Торговый люд, успокоенный, растекся по лавкам и рядам, и лишь баба смотрела, как десятник сел рядом с возницей и сказал: «Трогай к его избе». И вздохнул огорченно: не дал ему воевода большей власти над Петькой, иначе б живого не выпустил. (Никто не догадывался, что десятник приходился Анне дальним родственником и страстно любил ее; она же не раздумывала, когда черноглазый Петька, взяв ее за руку, сказал: «Будь моей», — и под венец. Как он молил, чтобы разверзлись небеса и гром расколол счастье двоих; как назло, на небе ни тучки, солнце ласково, и Анна тихо и безмятежно улыбалась, не сводя глаз с Петра. Кто мог знать, что жизнь Анны оборвется нелепо и страшно.)
Неделю Петр лежал, боясь пошевелиться. Он просил пить, и десятилетний сын Ивашка, юркий и такой же черноглазый, как и отец, подавал в ковше холодную воду.
— Кто носит-то? — спрашивал отец.
— Тетенька, — отвечал нехотя Ивашка.
— Откуда-ть?
— А я почем знаю… Пришлая…
— А-а, — протягивал Петр, — пришлая, значит… Она ж не собака, чтоб приблудиться… Зовут как? Живет где?
— Не сказыват-то.
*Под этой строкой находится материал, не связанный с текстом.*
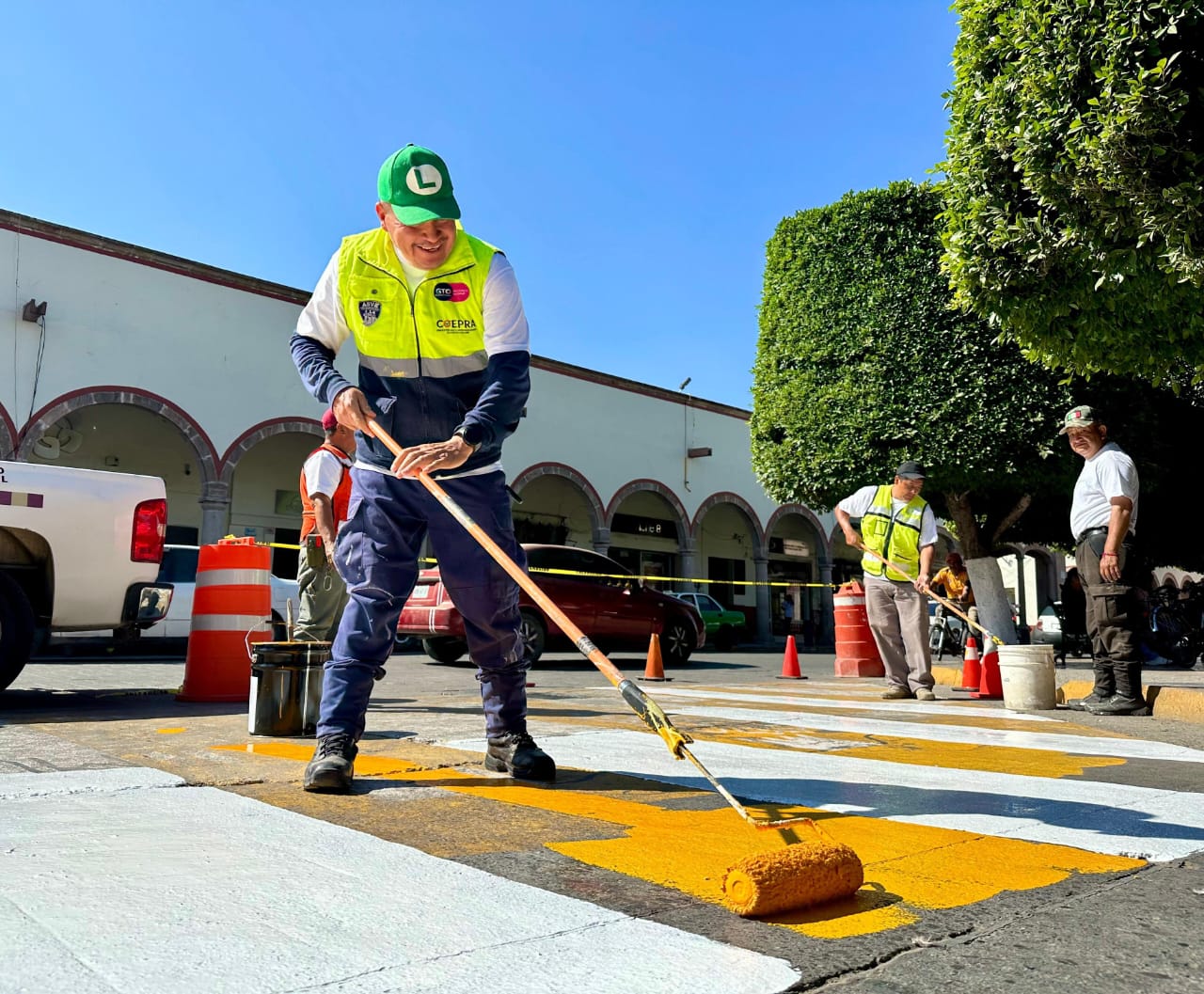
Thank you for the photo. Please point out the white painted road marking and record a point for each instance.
(1101, 817)
(123, 880)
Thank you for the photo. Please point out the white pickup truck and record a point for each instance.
(78, 550)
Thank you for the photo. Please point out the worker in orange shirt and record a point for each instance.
(956, 581)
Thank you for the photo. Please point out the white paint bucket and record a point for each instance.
(1027, 675)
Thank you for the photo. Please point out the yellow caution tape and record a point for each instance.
(648, 577)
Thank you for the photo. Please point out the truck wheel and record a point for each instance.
(16, 629)
(444, 650)
(534, 637)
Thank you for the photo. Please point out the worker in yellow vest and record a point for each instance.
(898, 525)
(444, 367)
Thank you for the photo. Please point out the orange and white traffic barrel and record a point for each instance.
(231, 607)
(856, 653)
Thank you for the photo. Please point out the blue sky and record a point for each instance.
(631, 158)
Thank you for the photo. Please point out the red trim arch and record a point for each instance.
(538, 469)
(736, 500)
(655, 486)
(8, 434)
(805, 513)
(134, 396)
(257, 434)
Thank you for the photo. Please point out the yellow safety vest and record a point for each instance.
(894, 536)
(434, 330)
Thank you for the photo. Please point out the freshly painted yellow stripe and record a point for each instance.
(910, 868)
(1178, 702)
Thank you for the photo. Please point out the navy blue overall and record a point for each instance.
(377, 555)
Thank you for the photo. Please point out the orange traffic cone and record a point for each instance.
(972, 672)
(990, 681)
(655, 667)
(790, 662)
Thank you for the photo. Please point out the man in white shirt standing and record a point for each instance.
(898, 525)
(325, 493)
(1103, 521)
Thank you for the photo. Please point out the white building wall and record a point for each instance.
(214, 344)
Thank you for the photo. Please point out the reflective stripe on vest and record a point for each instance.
(894, 536)
(436, 328)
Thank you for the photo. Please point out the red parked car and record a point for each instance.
(614, 609)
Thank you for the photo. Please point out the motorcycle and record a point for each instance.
(1175, 624)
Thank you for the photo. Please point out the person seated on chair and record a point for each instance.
(955, 580)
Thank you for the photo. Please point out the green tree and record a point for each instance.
(1074, 213)
(863, 362)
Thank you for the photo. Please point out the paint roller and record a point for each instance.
(803, 874)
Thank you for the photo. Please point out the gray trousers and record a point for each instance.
(323, 597)
(898, 620)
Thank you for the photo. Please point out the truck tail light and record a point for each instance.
(150, 528)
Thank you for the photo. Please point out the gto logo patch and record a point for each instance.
(452, 292)
(369, 312)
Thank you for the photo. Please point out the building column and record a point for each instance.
(825, 624)
(214, 512)
(602, 541)
(687, 558)
(764, 626)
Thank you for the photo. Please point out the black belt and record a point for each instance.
(1087, 533)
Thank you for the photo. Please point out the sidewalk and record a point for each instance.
(1177, 695)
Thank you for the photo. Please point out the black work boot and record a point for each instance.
(1105, 686)
(515, 752)
(332, 766)
(1129, 698)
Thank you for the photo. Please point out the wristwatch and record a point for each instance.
(469, 434)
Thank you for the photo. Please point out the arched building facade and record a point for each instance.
(146, 362)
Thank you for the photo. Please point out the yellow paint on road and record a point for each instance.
(910, 868)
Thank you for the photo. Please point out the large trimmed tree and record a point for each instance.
(1074, 216)
(863, 362)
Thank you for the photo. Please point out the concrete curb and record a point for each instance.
(1165, 702)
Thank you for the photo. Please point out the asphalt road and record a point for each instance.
(1002, 851)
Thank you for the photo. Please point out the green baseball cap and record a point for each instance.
(1082, 417)
(416, 181)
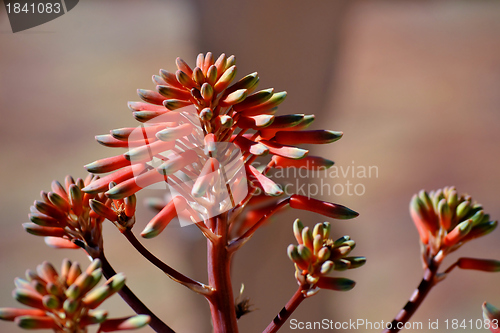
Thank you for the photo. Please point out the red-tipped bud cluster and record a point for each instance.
(64, 217)
(491, 317)
(446, 220)
(316, 255)
(66, 302)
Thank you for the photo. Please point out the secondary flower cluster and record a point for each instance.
(69, 218)
(316, 255)
(445, 220)
(200, 131)
(66, 302)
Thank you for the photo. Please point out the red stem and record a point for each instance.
(416, 299)
(221, 300)
(285, 313)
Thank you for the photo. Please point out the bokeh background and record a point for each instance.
(414, 85)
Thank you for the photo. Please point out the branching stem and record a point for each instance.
(287, 310)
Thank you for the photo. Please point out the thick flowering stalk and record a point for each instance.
(315, 256)
(445, 221)
(200, 132)
(66, 302)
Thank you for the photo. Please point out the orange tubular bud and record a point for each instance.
(307, 137)
(203, 181)
(485, 265)
(255, 122)
(130, 204)
(170, 78)
(60, 243)
(183, 66)
(168, 92)
(285, 151)
(103, 210)
(174, 133)
(145, 153)
(132, 185)
(150, 96)
(337, 284)
(321, 207)
(178, 162)
(43, 231)
(124, 324)
(163, 218)
(11, 313)
(250, 146)
(492, 314)
(308, 162)
(141, 106)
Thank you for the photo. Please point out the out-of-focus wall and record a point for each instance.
(413, 85)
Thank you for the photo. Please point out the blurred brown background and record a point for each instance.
(413, 85)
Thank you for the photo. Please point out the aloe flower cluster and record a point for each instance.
(316, 255)
(200, 134)
(69, 218)
(66, 302)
Токмо придет, спросит, как тятька… Ну, подстирает, ну, кашу сварит.
— Чей-то я ее не видел.
— Куда тебе…
— Цыц, щанок, отцу оговаривать-то!
— Ишшо крикнешь — тю-тю, сбегу в Чукоцкую землю… Дядьки сбираются.
— Дядьки-тетьки… сядь, сынок, рядом со мной… Нам с тобой путь подлиннее воеводой определен…
— И вправду? — обрадовался Ивашка.
— Не тряси лавку, — поморщился Петр, — лучше, как тетка заявится, ты меня разбуди.
— Ладно, — пообещал обиженно Ивашка.
Когда тетка под вечер постучала в дверь, Петр не спал.
— Входи, — крикнул он.
За дверью молчали, видимо не решаясь открыть.
— Да входи ж-то!
Она стояла перед Петром, ровно и спокойно разглядывая его.
— Откуда ты? — спросил Петр.
— Тутошние мы, — ответила она грудным мягким голосом. — А зовут меня Овдотья.
— Пошто к нам-то пристала…
— Жалко…
— Нашла кого жалеть, — проворчал Петр, однако не грозно, а как бы оправдываясь. — Люди што подумают.
— Бог с ними, — со вздохом отвечала Овдотья.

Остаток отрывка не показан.